In my mind, I thought I still had a lot of time before class to sober up and act normal. Imagine my horror when I looked at the clock and discovered my Organic Chemistry class had already came and went. It turns out I was a lot more hypnotized by the music then I thought I was. Had I really been that out of it for that long? A full hour? I decided one more pill wouldn’t hurt anything, since I had already missed my class. As soon as I popped one last .5mg pill (T+175mins), my roommate walked in. I had forgotten to move his chair back, and he asked why I put the chair there. I tried to make up some excuse, like I was trying to get the ethernet cord to stretch or something, but it came out much less fluid than I had hoped. I hadn’t realize how slurred my speech was before this, because I hadn’t been talking to anyone. My roommate asked if I was drunk, to which I replied that I was just tired. I had to get out of there, because he knew something was up, so I tried to go eat at the local Chipotle. Somehow, I made it there. My memory of walking there, ordering, and eating is spotty at best.

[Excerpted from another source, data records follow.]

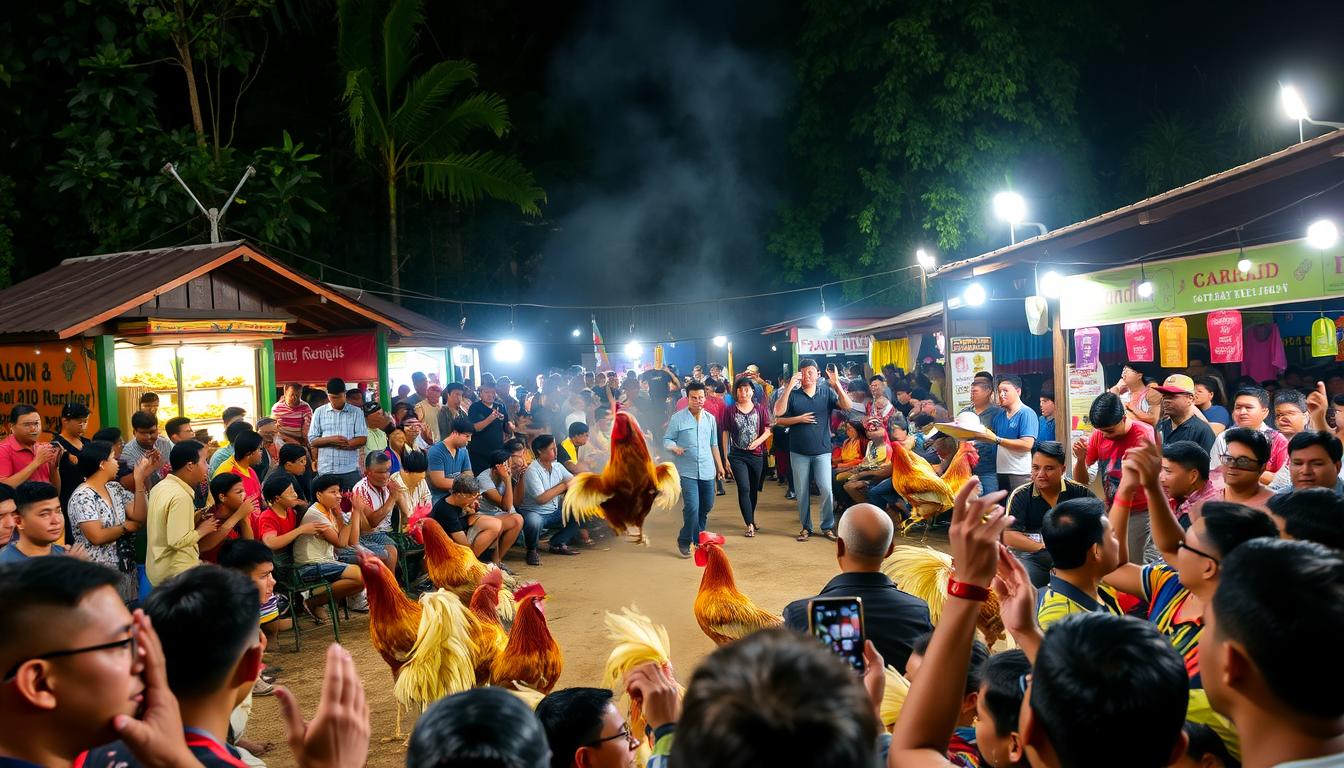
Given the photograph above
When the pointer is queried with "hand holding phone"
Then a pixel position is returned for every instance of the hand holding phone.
(837, 622)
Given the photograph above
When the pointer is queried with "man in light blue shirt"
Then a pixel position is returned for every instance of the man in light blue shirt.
(339, 433)
(544, 483)
(692, 437)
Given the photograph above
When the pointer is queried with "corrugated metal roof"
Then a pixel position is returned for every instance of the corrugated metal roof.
(84, 292)
(1255, 188)
(422, 328)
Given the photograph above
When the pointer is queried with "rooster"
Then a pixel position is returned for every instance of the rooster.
(960, 467)
(918, 483)
(723, 612)
(440, 662)
(628, 488)
(924, 572)
(531, 657)
(639, 640)
(393, 618)
(456, 568)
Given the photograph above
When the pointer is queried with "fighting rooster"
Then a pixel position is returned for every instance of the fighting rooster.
(393, 618)
(531, 657)
(456, 568)
(628, 488)
(924, 572)
(919, 484)
(639, 640)
(723, 612)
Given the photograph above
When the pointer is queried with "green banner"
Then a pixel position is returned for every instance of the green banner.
(1281, 273)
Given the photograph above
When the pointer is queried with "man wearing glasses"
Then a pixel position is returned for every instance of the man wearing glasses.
(1178, 589)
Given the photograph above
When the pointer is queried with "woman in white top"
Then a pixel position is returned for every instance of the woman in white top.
(104, 513)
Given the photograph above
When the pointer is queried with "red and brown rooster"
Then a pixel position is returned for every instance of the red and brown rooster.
(531, 657)
(628, 488)
(721, 609)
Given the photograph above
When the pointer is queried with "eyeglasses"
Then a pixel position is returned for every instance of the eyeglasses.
(1183, 545)
(1239, 462)
(132, 642)
(622, 733)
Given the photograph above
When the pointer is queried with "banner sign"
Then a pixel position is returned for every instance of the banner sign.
(1086, 349)
(316, 359)
(1173, 342)
(178, 327)
(1225, 336)
(1083, 388)
(968, 354)
(47, 377)
(1281, 273)
(1139, 340)
(812, 342)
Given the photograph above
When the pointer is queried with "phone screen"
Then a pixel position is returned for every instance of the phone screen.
(837, 622)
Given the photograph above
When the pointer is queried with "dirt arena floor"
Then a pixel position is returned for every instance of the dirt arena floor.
(772, 569)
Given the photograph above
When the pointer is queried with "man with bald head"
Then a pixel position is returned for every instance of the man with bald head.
(893, 619)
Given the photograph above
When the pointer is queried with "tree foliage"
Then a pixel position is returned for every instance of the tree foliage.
(911, 114)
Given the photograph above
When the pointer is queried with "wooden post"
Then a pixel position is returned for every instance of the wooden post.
(105, 362)
(1063, 429)
(265, 378)
(385, 379)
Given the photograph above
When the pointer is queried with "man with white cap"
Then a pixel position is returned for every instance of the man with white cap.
(1180, 418)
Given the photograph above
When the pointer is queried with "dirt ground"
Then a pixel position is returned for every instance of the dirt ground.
(772, 568)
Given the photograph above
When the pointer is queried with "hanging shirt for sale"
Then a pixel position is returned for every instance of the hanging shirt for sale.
(1262, 350)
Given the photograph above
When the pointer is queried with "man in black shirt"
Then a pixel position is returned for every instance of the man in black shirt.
(1182, 420)
(1030, 502)
(491, 423)
(893, 619)
(805, 406)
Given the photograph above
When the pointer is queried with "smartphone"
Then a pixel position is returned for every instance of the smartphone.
(837, 622)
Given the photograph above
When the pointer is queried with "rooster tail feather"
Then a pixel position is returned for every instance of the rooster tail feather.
(922, 572)
(440, 662)
(668, 483)
(583, 501)
(894, 697)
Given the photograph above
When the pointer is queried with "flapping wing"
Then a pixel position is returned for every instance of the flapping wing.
(668, 483)
(583, 499)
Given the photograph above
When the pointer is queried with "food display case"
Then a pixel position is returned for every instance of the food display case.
(196, 381)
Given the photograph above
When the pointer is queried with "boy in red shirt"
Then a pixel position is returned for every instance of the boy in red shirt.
(1114, 432)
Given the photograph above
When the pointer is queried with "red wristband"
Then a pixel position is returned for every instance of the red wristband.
(967, 591)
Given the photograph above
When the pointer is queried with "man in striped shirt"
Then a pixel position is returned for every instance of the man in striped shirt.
(338, 433)
(1178, 591)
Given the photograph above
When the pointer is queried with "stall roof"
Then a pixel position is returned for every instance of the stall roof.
(222, 280)
(1262, 198)
(422, 328)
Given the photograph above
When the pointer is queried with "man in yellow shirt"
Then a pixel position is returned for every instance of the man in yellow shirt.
(174, 535)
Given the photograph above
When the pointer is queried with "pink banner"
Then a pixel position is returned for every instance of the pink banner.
(1139, 340)
(1225, 336)
(1086, 349)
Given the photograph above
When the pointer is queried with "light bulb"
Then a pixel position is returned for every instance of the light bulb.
(508, 351)
(1323, 234)
(975, 295)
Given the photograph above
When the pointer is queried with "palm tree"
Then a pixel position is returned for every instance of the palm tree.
(417, 127)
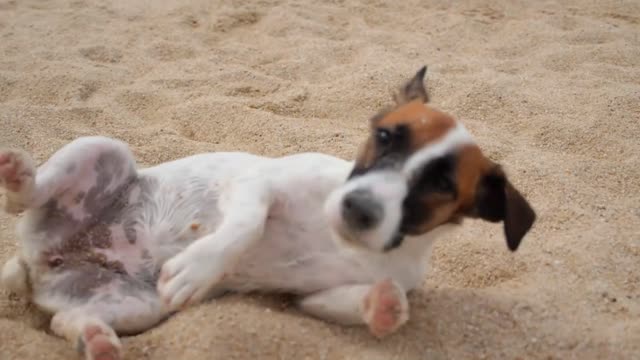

Afterwards, I came back, did some homework (I.e., learned the stuff that I had missed that day in class), and overall felt a sense of peace the rest of the night. It took about another hour or so for the actual “high” part of it to wear off. The anxiolytic portion of the drug continued, however. Not a twinge of anxiety whatsoever, even though I should have been freaking out that my roommate knew I was on some drug.
Since this incident, I have not taken it recreationally again. I have been taking the recommended dosage, and it works wonders with regular panic attacks. Seriously, not a worry in the world, even without the sluggish feeling.